From labor technology, specimen carriers, for example, in the form of object carriers or micro-titer plates are known, which are equipped with data storage media. These conventional specimen carriers are not suited for cryo-storage. First, they are merely suited for a use at ambient room temperature or a refrigerator temperature above the freezing point of water. A use at low temperatures has not been provided up to this point. Second, conventional specimen carriers are provided as substrates for specimens. Treatment, manipulation, or cultivation of the specimens takes place on the substrates. For storage in a preserved state, the conventional specimen carriers, however, are not suitable. In this connection, the containers for cryo-preservation are used, as described above. Finally, the conventional specimen carriers are not suitable for an effective specimen storage and manipulation. In practice, they must be manually transported; storage with high density is impossible.

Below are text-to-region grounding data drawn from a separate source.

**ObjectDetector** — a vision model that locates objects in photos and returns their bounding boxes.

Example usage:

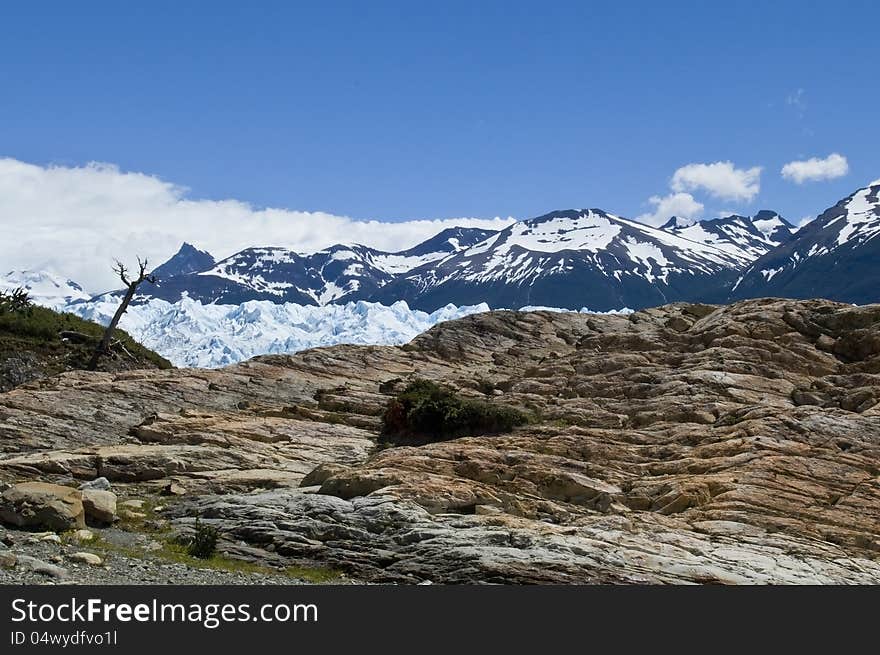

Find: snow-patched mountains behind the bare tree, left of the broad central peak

[122,228,502,305]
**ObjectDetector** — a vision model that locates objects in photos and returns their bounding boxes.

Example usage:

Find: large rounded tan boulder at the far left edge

[0,482,85,531]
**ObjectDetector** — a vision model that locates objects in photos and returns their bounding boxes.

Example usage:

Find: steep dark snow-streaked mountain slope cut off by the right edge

[732,180,880,304]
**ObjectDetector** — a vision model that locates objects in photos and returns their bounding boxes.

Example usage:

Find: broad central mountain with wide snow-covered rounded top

[360,209,744,311]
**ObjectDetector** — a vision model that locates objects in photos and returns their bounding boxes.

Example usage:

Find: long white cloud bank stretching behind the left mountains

[0,158,513,292]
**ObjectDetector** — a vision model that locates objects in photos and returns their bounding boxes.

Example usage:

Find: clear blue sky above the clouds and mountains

[0,1,880,284]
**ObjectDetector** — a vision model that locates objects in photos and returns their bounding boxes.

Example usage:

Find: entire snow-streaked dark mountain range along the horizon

[6,180,880,312]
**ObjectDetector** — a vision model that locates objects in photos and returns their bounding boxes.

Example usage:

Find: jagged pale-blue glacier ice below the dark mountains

[66,297,496,368]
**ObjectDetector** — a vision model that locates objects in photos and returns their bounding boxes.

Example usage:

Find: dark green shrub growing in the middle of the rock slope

[382,380,527,445]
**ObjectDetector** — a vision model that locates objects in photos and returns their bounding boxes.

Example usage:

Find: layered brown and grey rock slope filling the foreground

[0,299,880,584]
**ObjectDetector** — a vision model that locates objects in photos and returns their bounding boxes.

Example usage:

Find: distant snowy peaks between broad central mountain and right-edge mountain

[661,210,794,266]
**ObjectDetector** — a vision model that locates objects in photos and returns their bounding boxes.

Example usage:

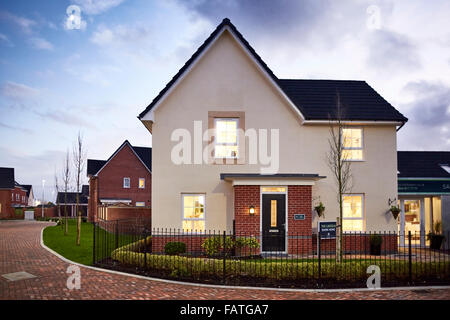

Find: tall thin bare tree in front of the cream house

[327,92,353,262]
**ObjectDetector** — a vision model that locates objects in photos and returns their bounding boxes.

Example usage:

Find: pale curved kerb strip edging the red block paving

[40,224,450,293]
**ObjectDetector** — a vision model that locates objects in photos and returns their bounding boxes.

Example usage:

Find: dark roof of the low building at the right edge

[397,151,450,178]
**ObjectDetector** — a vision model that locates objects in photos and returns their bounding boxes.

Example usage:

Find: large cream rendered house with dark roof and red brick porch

[138,19,408,253]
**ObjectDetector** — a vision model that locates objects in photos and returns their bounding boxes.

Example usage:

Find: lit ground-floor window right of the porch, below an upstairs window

[342,195,364,232]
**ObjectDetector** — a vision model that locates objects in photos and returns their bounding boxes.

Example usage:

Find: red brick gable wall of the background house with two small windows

[98,145,152,206]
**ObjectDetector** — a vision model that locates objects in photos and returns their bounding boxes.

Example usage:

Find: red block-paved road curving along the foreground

[0,221,450,300]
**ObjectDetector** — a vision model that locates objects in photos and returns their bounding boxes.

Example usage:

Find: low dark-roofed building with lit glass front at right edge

[397,151,450,247]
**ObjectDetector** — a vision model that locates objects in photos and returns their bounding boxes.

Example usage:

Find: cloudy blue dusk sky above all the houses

[0,0,450,201]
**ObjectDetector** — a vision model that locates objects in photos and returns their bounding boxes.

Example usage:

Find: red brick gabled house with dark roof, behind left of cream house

[87,140,152,221]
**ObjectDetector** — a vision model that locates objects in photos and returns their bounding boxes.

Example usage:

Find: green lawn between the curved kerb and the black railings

[43,219,93,265]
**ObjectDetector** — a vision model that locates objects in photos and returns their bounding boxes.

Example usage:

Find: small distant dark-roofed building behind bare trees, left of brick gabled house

[56,185,89,218]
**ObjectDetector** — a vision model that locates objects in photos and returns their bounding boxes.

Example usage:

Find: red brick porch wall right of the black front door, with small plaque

[288,186,312,254]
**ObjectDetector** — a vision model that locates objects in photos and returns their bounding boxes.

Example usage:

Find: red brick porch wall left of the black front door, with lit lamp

[234,186,261,236]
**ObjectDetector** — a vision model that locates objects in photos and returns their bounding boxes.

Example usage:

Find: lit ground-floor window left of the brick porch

[183,194,205,232]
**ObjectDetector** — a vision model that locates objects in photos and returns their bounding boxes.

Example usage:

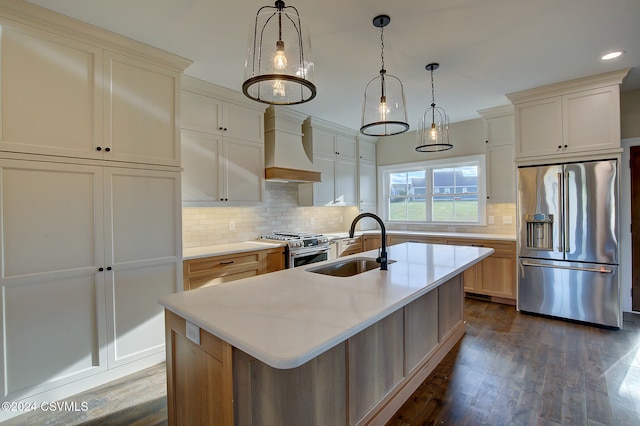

The object of the present invention is to provide an improved method for cryo-preservation, with which the disadvantages of the conventional techniques are overcome, which has a broader range of use, and in particular, which is suited for automated preservation storage. The new method for cryo-preservation should make possible, in particular, that the specimen data are accommodated in greater amounts and with a higher data certainty (that is, with increased certainty of the association of specimen data to determined specimens). The invention also makes possible a highly specific data association to individual cryo-specimens. The object of the invention is also to provide devices for implementation of the improved cryo-preservation methods described above.